Yves Aubin de la Messuziere : Il fallait ouvrir une perspective. La reconnaissance, c’est le meilleur moyen de préserver la solution à deux États. C’est la préservation du droit à l’autodétermination du peuple palestinien. Car d’une guerre contre le Hamas, Israël est passé à une guerre contre le peuple palestinien.
RFI : Que représente le risque de représailles diplomatiques de la part d’Israël ?
Michel Duclos : Il est significatif. Le gouvernement de M. Netanyahu est pris dans une espèce de folie – le mot est peut-être trop fort – une forme d’hubris. Il n’écoute plus personne et s’imagine que le seul partenaire qui compte, ce sont les États-Unis qui continuent d’être à ses côtés. Il s’imagine aussi qu’il peut dominer la région par la force, en intervenant au Liban, en Syrie et maintenant au Qatar.

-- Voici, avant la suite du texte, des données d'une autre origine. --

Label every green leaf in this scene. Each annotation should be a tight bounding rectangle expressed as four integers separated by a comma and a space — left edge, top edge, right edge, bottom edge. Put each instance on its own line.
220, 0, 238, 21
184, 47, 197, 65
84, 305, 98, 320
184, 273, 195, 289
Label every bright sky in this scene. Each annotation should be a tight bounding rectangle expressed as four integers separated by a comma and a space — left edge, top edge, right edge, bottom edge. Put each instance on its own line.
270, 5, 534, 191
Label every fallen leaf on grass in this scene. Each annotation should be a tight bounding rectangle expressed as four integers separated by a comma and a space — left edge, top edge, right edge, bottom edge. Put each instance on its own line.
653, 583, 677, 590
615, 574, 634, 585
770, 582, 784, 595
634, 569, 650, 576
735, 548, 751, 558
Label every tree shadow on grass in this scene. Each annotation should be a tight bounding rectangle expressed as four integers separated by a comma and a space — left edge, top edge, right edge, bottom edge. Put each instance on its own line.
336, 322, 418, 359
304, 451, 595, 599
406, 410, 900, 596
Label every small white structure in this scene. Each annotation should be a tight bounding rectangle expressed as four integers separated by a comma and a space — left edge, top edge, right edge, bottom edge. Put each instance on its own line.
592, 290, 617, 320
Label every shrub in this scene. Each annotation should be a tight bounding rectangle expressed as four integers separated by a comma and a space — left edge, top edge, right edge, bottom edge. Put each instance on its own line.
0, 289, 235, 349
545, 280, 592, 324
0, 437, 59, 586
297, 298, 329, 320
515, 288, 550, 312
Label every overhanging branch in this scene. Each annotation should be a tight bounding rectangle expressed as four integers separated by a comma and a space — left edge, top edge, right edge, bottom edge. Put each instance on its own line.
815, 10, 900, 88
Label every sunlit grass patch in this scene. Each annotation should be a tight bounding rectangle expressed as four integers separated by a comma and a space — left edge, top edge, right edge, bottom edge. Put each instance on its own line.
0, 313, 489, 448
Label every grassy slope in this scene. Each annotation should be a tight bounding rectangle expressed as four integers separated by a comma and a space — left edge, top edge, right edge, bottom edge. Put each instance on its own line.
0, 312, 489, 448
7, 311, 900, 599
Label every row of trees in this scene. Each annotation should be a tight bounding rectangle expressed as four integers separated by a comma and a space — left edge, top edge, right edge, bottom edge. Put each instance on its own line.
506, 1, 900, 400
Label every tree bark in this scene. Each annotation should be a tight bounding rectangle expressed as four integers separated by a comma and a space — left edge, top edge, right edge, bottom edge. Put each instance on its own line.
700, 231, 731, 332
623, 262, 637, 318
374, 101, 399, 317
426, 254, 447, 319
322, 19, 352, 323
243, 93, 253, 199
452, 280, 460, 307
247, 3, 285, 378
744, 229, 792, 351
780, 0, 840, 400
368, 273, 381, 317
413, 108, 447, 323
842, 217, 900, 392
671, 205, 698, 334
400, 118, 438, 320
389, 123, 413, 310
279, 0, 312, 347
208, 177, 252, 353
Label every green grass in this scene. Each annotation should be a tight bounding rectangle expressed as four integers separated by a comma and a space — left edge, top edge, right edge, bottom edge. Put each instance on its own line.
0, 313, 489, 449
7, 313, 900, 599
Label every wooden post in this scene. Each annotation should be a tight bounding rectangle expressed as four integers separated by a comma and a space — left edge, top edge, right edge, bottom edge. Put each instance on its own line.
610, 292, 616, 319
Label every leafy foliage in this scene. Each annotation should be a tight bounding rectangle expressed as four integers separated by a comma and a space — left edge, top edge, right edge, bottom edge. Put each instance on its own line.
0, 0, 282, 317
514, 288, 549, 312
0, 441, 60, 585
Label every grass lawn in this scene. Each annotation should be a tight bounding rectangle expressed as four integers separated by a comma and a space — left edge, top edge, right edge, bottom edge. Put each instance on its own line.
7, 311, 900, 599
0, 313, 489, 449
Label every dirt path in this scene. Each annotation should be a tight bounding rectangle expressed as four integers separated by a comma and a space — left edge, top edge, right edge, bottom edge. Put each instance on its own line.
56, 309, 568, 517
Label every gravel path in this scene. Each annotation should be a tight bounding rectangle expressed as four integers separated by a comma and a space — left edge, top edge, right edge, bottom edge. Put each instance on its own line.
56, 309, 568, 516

Donc pourquoi pas en Turquie ou en Arabie Saoudite ? Cela s’ajoutant à l’annihilation complète de Gaza et à la domination de plus en plus nette de la Cisjordanie.
Donc, on peut craindre que Netanyahu considère légitime d’exercer des représailles contre la France et de s’enfermer dans cette politique de la force. Évidemment, si on est vraiment ami d’Israël, on doit considérer que ça se terminera mal pour les Israéliens et que ce sera au préjudice, aussi, de la communauté juive dans le monde.
Yves Aubin de la Messuziere : Il est possible qu’Israël annonce la fermeture du consulat général de France à Jérusalem, voire l’annexion d’une partie de la Cisjordanie. La France pourrait alors saisir les différentes instances de l’ONU, y compris le Conseil de Sécurité. Ce qui isolera un peu plus Israël et aussi les États-Unis qui feront usage de leur droit de veto. Il faut rappeler que dans son avis juridique de juillet 2024, la Cour internationale de Justice (CIJ) est très claire sur l’illégalité de l’occupation et de la colonisation des Territoires palestiniens.
RFI : Les actions d’Israël sont largement soutenues par les États-Unis de Donald Trump, ce soutien va aussi peser dans la séquence qui s’ouvre avec la reconnaissance de l’État palestinien par la France et d’autres pays ?
Michel Duclos : On peut continuer à avoir un petit espoir que Trump soit capable de tordre le bras de Netanyahu. Ce qui après tout a été le cas de tous les présidents américains sauf Biden ! Ce serait alors un retour à la politique américaine classique de dire à Israël : « on vous soutient, on est avec vous, mais maintenant, il faut que ça s’arrête ». À ce moment-là, le rôle de la France serait de faire comprendre qu’il y a une complémentarité entre les accords d’Abraham [la normalisation des relations entre Israël et plusieurs pays arabes, dont les Émirats arabes unis et le Maroc, depuis 2020, NDLR] et la démarche franco-saoudienne en cours.
Pour que d’autres pays arabes normalisent leurs relations avec Israël, il faut qu’Israël accepte de donner quelque chose aux Palestiniens. En acceptant une autorité politique palestinienne et – un jour – un État palestinien, ça rendrait possible la reconnaissance d’Israël par l’Arabie Saoudite et d’autres pays arabes.
Yves Aubin de la Messuziere : En rencontrant le Premier ministre israélien Netanyahu [le 15 septembre], le secrétaire d’État américain, Marco Rubio, a vertement critiqué les pays qui s’apprêtent à reconnaître l’État palestinien (affirmant que cette prise de position avait « enhardi » le Hamas). Les États-Unis sont dans le soutien absolu aux pratiques israéliennes dans les territoires occupés. Et Israël met les États-Unis devant le fait accompli avec des actions comme l’attaque visant le Hamas à Doha au Qatar.